I also provide an exercise on how you can begin to implement this in your own life. It involves a black pen, a red pen, and a piece of paper. Write down the lie they told you in black ink. Then, like a teacher, go through it with your red pen and make notes on any part of it that are questionable.
At first this might seem like a lot of work, and it is. After all, who has time in the middle of a conversation to do this? You can't tell the other person, "Wait a minute. I need to write down what you just said and analyze it for BS." So let me just say this is something meant to be used when you are talking through email or text, because that gives you the time to stop and analyze the lie.

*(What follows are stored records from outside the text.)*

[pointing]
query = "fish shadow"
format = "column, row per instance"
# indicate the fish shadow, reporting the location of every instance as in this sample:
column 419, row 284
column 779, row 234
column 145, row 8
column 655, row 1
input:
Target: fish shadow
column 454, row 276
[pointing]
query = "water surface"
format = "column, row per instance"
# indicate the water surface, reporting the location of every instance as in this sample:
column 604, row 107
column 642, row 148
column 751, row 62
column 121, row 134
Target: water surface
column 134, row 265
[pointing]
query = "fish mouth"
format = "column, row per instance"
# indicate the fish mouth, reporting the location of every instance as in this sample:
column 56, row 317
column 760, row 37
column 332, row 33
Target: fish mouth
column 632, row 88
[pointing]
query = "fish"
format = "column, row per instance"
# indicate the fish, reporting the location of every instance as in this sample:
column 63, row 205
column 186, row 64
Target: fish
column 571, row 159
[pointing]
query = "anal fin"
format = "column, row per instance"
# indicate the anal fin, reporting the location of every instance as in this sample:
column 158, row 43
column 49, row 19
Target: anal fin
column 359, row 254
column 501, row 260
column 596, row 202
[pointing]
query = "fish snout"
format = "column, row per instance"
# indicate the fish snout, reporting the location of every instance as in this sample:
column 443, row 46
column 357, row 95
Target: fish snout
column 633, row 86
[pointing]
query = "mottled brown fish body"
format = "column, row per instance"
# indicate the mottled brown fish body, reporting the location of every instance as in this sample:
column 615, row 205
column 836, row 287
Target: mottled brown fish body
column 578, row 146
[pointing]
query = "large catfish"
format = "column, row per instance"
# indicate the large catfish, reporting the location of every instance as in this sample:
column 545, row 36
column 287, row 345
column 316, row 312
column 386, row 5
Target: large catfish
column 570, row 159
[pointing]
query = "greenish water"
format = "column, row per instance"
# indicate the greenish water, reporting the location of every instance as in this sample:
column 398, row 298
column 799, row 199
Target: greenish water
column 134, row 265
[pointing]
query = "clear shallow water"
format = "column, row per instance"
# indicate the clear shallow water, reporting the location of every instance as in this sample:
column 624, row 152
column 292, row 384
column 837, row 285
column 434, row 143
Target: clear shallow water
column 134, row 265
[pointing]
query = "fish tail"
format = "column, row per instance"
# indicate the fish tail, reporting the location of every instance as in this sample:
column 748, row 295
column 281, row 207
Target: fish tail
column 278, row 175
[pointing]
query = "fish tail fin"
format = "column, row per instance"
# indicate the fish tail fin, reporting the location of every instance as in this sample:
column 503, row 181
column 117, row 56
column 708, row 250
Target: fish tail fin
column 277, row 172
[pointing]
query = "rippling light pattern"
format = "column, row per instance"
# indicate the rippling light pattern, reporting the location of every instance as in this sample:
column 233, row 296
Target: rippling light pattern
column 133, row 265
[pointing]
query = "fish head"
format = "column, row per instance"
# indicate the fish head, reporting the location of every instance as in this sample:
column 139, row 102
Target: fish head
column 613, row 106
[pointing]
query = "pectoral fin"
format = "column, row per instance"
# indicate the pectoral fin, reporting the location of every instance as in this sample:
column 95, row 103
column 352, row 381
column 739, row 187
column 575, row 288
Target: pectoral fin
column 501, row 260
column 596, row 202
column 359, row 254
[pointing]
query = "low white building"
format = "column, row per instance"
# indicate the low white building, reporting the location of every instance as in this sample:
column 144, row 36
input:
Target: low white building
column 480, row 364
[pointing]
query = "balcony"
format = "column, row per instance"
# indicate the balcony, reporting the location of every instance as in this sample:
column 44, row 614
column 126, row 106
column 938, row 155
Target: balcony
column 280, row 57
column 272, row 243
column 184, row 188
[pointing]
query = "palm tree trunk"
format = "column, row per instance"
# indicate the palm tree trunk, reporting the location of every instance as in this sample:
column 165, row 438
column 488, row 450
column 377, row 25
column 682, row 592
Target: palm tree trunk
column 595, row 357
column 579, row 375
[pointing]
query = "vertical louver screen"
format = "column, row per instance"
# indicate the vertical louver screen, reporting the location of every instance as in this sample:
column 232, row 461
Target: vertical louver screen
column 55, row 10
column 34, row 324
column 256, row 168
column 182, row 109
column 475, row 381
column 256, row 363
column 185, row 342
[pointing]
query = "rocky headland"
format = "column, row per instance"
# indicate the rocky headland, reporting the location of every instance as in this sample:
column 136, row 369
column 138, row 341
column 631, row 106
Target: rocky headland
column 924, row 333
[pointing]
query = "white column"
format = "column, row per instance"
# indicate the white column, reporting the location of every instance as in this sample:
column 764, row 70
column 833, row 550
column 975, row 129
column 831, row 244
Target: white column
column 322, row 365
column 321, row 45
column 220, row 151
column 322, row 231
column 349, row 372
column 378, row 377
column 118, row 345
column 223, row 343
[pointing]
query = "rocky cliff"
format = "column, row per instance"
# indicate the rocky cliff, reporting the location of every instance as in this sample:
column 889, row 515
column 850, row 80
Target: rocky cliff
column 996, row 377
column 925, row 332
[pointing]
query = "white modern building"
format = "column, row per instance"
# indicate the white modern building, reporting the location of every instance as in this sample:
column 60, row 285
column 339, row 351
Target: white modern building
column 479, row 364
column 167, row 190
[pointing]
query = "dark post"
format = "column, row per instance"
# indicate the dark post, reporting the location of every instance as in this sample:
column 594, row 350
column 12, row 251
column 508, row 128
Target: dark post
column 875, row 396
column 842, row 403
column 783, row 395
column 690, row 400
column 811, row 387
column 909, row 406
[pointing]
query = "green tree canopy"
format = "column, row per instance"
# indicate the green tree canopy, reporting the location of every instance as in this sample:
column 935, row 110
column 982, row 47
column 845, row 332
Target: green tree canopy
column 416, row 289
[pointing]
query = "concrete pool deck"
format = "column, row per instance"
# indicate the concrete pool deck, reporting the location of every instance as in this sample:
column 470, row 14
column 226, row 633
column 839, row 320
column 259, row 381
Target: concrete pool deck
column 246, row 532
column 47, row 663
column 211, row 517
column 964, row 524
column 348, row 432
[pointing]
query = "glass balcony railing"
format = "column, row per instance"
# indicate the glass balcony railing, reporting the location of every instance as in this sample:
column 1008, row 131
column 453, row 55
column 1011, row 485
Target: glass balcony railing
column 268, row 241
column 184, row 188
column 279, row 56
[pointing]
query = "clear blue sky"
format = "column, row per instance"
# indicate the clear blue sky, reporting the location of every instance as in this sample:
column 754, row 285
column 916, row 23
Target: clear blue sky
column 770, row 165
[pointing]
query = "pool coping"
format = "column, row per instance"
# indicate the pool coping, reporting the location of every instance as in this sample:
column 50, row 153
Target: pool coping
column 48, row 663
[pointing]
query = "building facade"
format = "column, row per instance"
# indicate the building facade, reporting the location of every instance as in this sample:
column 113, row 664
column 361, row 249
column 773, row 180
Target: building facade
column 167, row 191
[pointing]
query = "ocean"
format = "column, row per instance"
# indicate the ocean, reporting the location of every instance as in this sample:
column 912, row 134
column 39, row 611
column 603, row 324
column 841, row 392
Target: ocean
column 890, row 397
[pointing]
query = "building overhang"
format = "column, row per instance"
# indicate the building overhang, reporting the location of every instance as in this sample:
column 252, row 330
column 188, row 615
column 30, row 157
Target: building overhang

However, you CAN use it retroactively after a phone conversation. Let's say someone made a questionable statement while you were on the phone with them. At the time, one of two things could have happened: either you were unable to verbalize how that statement was nonsense, OR you didn't realize it until you thought back on the conversation later. In any event, you can always use this exercise later, then get back to them and say, "Hey, remember when you said XYZ the last time we talked? Well, I just realized that is a lie because of..."
Obviously, coming back to them after the fact is like those moments when you think of a good retort days after an argument, but sometimes you just have to do what you can. We can't always exercise our wit to the best of our ability when we are put on the spot.
Also, I will say this: over time, you CAN get better at spotting people's BS and calling them out on it WHEN IT HAPPENS. You just have to have faith in yourself. Keep plugging away, and it will come.